Statistical significance — a misconstrued notion in medical research

Nurminen M.2

Scandinavian Journal of Work Environment and Health 1997;23(3):232-5.

Abstract The P-value is the significance probability of obtaining a value of the test statistic that is
as extreme, in relation to the null hypothesis, as that observed. Medical researchers may, in some
situations, disagree on its appropriate use or on its interpretation as a summary measure of
consistency with the null hypothesis in a particular data set. More informative statistical measures,
such as the likelihood ratio and the Bayesian posterior probability, have been suggested for drawing
inferences from clinical trials and epidemiologic studies.
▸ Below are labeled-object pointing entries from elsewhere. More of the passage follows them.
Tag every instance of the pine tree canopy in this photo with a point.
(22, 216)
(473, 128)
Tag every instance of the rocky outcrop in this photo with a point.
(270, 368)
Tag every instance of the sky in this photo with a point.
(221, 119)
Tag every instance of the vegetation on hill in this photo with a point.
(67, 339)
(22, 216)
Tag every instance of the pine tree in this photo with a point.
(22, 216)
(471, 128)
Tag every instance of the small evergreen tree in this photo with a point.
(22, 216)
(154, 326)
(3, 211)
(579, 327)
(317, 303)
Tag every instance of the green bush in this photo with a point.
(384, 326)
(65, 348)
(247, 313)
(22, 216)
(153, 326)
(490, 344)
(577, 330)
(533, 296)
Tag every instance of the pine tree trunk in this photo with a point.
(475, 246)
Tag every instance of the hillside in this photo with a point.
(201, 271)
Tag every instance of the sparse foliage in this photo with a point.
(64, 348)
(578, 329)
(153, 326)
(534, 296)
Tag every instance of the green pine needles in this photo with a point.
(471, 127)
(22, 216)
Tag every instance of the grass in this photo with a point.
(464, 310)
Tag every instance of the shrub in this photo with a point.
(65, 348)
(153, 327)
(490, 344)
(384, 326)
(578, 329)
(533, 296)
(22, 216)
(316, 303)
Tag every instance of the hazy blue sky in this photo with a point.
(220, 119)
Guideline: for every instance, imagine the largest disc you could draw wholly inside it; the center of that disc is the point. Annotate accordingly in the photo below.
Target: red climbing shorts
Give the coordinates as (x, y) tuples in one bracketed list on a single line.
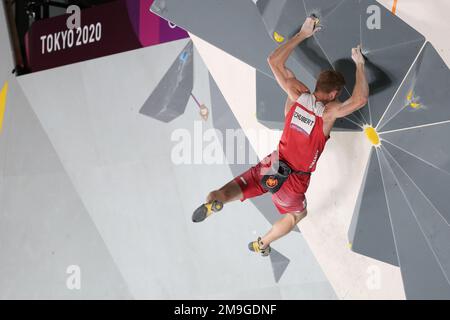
[(289, 199)]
Causal inference is not statistical in nature;
rather it strives to provide scientific explanations or criticisms of proposed explanations that would
describe the observed data pattern. In this context, it is important to remember that a finding may
not be medically important, or a causal hypothesis may even not be true, even if a study shows a
significant P-value.

Key words: Bayesian tests, Causal inference, Data interpretation, Epidemiologic methods, Multiple
comparisons, Null hypothesis, Power, Statistical inference, Tests of significance

“Statistically significant” is in clinical trials and epidemiology a chronically misinterpreted concept.
Misconception can be caused by both the confusing terminology and difficult theory of statistics.
The standard language word “significant” has a special meaning in statistical research work: the
consistency of data with a hypothesis is measured by the “significance probability” or the P-value.
Finney (1) has proposed that one should always add the adverb “statistically” to precede the word
“significant” whenever its meaning could otherwise be in doubt.